Question

Solve the quadratic equation. $$x^{2}+12 x+20=0$$

Short answer

The solutions to the quadratic equation \(x^{2}+12x+20=0\) are \(x=-2\) and \(x=-10\).

Step-by-step solution

Identify the constants

The quadratic equation given is \(x^{2}+12x+20=0\). Here, the coefficients of \(x^{2}\), \(x\), and the constant term are 1, 12, and 20 respectively. So, \(a=1\), \(b=12\), and \(c=20\).

Write down the equation to be factored

The factored form of a quadratic equation \(ax^{2}+bx+c = 0\) looks like this: \((x-p)(x-q)=0\), where \(p\) and \(q\) are the roots of the equation. These roots can be found by looking for two numbers that multiply to be \(ac\) (or just \(c\) here since \(a=1\)), and add up to \(b\).

Factor the equation

Looking for two numbers that multiply to \(20\) and add to \(12\), we find \(2\) and \(10\).
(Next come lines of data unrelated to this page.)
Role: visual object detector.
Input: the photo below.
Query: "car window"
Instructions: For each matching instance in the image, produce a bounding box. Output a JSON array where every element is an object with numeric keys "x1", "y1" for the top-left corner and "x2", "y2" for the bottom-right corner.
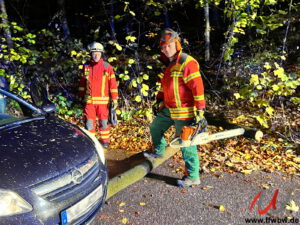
[{"x1": 0, "y1": 94, "x2": 29, "y2": 126}]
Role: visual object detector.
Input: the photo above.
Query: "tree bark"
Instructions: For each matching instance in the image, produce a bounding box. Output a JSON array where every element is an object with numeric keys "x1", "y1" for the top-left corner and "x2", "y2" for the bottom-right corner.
[
  {"x1": 204, "y1": 1, "x2": 210, "y2": 62},
  {"x1": 204, "y1": 112, "x2": 263, "y2": 141},
  {"x1": 57, "y1": 0, "x2": 70, "y2": 40},
  {"x1": 0, "y1": 0, "x2": 13, "y2": 48}
]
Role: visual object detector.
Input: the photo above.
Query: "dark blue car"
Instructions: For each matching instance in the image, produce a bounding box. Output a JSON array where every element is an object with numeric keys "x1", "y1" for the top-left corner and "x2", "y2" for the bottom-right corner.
[{"x1": 0, "y1": 88, "x2": 108, "y2": 225}]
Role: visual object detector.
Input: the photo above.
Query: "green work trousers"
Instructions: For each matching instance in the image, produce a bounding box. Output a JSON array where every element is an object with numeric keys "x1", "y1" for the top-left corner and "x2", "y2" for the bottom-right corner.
[{"x1": 150, "y1": 107, "x2": 200, "y2": 179}]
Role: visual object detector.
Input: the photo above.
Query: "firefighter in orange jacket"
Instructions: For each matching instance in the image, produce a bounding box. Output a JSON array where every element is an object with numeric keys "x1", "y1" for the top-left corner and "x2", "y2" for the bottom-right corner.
[
  {"x1": 144, "y1": 28, "x2": 205, "y2": 187},
  {"x1": 79, "y1": 42, "x2": 118, "y2": 147}
]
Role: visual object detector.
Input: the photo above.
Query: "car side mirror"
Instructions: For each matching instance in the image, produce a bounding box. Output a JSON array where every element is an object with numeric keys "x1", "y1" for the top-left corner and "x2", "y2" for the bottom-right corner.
[{"x1": 41, "y1": 101, "x2": 56, "y2": 113}]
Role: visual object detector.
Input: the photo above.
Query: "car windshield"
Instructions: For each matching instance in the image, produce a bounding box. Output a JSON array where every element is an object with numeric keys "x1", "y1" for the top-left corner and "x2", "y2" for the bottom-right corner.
[{"x1": 0, "y1": 93, "x2": 34, "y2": 126}]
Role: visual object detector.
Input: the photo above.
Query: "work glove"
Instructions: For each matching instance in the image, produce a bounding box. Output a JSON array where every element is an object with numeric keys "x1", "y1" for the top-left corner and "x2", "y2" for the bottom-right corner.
[
  {"x1": 196, "y1": 109, "x2": 207, "y2": 130},
  {"x1": 152, "y1": 99, "x2": 164, "y2": 116},
  {"x1": 110, "y1": 100, "x2": 118, "y2": 110}
]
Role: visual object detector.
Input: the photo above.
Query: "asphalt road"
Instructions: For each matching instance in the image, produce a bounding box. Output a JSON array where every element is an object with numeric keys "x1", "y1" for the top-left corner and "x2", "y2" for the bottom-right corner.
[{"x1": 93, "y1": 160, "x2": 300, "y2": 225}]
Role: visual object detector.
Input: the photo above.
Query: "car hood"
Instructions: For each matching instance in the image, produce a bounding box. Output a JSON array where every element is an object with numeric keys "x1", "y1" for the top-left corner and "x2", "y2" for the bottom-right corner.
[{"x1": 0, "y1": 116, "x2": 94, "y2": 189}]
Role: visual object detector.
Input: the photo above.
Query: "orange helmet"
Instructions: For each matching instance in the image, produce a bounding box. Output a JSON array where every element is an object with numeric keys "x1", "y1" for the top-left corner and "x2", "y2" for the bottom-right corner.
[{"x1": 159, "y1": 28, "x2": 182, "y2": 51}]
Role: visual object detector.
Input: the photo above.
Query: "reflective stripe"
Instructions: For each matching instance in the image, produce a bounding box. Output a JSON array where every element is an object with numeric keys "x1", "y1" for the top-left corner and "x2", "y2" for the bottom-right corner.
[
  {"x1": 169, "y1": 107, "x2": 195, "y2": 119},
  {"x1": 183, "y1": 72, "x2": 201, "y2": 83},
  {"x1": 157, "y1": 73, "x2": 164, "y2": 78},
  {"x1": 101, "y1": 75, "x2": 106, "y2": 96},
  {"x1": 86, "y1": 100, "x2": 108, "y2": 105},
  {"x1": 173, "y1": 77, "x2": 181, "y2": 107},
  {"x1": 100, "y1": 130, "x2": 109, "y2": 135},
  {"x1": 169, "y1": 106, "x2": 194, "y2": 113},
  {"x1": 194, "y1": 95, "x2": 204, "y2": 101},
  {"x1": 87, "y1": 96, "x2": 109, "y2": 100},
  {"x1": 171, "y1": 112, "x2": 195, "y2": 119},
  {"x1": 171, "y1": 71, "x2": 183, "y2": 77}
]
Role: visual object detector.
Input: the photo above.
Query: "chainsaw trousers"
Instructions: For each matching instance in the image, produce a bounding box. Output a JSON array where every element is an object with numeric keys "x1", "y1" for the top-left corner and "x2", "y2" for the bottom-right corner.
[
  {"x1": 150, "y1": 107, "x2": 200, "y2": 179},
  {"x1": 84, "y1": 103, "x2": 110, "y2": 143}
]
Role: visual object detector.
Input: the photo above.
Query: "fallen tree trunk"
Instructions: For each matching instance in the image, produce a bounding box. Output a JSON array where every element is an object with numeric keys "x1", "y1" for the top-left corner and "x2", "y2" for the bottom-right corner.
[{"x1": 204, "y1": 112, "x2": 263, "y2": 141}]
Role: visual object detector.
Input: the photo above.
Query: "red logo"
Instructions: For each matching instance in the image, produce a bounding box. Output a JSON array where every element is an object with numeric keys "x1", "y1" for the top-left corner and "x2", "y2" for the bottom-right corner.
[{"x1": 249, "y1": 189, "x2": 279, "y2": 215}]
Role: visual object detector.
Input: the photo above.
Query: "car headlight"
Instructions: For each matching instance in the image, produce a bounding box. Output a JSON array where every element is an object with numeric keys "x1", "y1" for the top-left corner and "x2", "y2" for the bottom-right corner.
[
  {"x1": 80, "y1": 127, "x2": 105, "y2": 164},
  {"x1": 0, "y1": 189, "x2": 32, "y2": 217}
]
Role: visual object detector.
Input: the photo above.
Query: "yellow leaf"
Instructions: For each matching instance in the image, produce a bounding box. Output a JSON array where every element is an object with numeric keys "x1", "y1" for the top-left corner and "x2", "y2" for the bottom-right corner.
[
  {"x1": 219, "y1": 205, "x2": 225, "y2": 212},
  {"x1": 115, "y1": 43, "x2": 123, "y2": 51},
  {"x1": 107, "y1": 57, "x2": 117, "y2": 62},
  {"x1": 272, "y1": 84, "x2": 279, "y2": 91},
  {"x1": 202, "y1": 185, "x2": 213, "y2": 191},
  {"x1": 122, "y1": 218, "x2": 128, "y2": 224},
  {"x1": 226, "y1": 162, "x2": 233, "y2": 167},
  {"x1": 264, "y1": 62, "x2": 272, "y2": 70},
  {"x1": 131, "y1": 80, "x2": 137, "y2": 87},
  {"x1": 233, "y1": 93, "x2": 241, "y2": 99},
  {"x1": 294, "y1": 157, "x2": 300, "y2": 163},
  {"x1": 142, "y1": 90, "x2": 148, "y2": 96},
  {"x1": 256, "y1": 115, "x2": 269, "y2": 128},
  {"x1": 142, "y1": 84, "x2": 149, "y2": 91},
  {"x1": 119, "y1": 202, "x2": 125, "y2": 206},
  {"x1": 245, "y1": 154, "x2": 252, "y2": 159},
  {"x1": 123, "y1": 75, "x2": 130, "y2": 80},
  {"x1": 143, "y1": 74, "x2": 149, "y2": 80},
  {"x1": 128, "y1": 59, "x2": 134, "y2": 64},
  {"x1": 285, "y1": 200, "x2": 299, "y2": 212},
  {"x1": 250, "y1": 74, "x2": 259, "y2": 85},
  {"x1": 256, "y1": 84, "x2": 262, "y2": 90},
  {"x1": 125, "y1": 36, "x2": 136, "y2": 42},
  {"x1": 241, "y1": 170, "x2": 252, "y2": 175},
  {"x1": 274, "y1": 67, "x2": 284, "y2": 78},
  {"x1": 266, "y1": 106, "x2": 274, "y2": 116},
  {"x1": 134, "y1": 95, "x2": 142, "y2": 102},
  {"x1": 71, "y1": 50, "x2": 77, "y2": 56}
]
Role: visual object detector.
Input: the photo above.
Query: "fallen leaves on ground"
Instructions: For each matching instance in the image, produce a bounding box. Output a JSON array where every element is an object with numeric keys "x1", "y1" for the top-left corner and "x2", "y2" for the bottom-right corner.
[
  {"x1": 219, "y1": 205, "x2": 225, "y2": 212},
  {"x1": 173, "y1": 126, "x2": 300, "y2": 176},
  {"x1": 285, "y1": 200, "x2": 300, "y2": 212},
  {"x1": 106, "y1": 118, "x2": 175, "y2": 152},
  {"x1": 92, "y1": 112, "x2": 300, "y2": 176}
]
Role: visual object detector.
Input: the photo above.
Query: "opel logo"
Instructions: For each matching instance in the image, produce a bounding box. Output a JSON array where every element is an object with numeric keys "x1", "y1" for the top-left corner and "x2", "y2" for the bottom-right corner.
[{"x1": 71, "y1": 169, "x2": 83, "y2": 184}]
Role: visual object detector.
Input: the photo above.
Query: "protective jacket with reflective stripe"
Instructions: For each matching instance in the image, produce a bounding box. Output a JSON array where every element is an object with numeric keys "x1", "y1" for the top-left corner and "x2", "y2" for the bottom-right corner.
[
  {"x1": 157, "y1": 52, "x2": 205, "y2": 120},
  {"x1": 79, "y1": 59, "x2": 118, "y2": 104}
]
So, we can break down middle term \(12x\) into \(2x + 10x\). This leads us to rewrite the equation as \(x^{2} + 2x + 10x + 20 = 0\). We can then factor by grouping, to get \((x+2)(x+10)=0\).

Solve for x

Setting each group equal to zero gives the solutions: \(x+2=0\) gives \(x=-2\) and \(x+10=0\) gives \(x=-10\).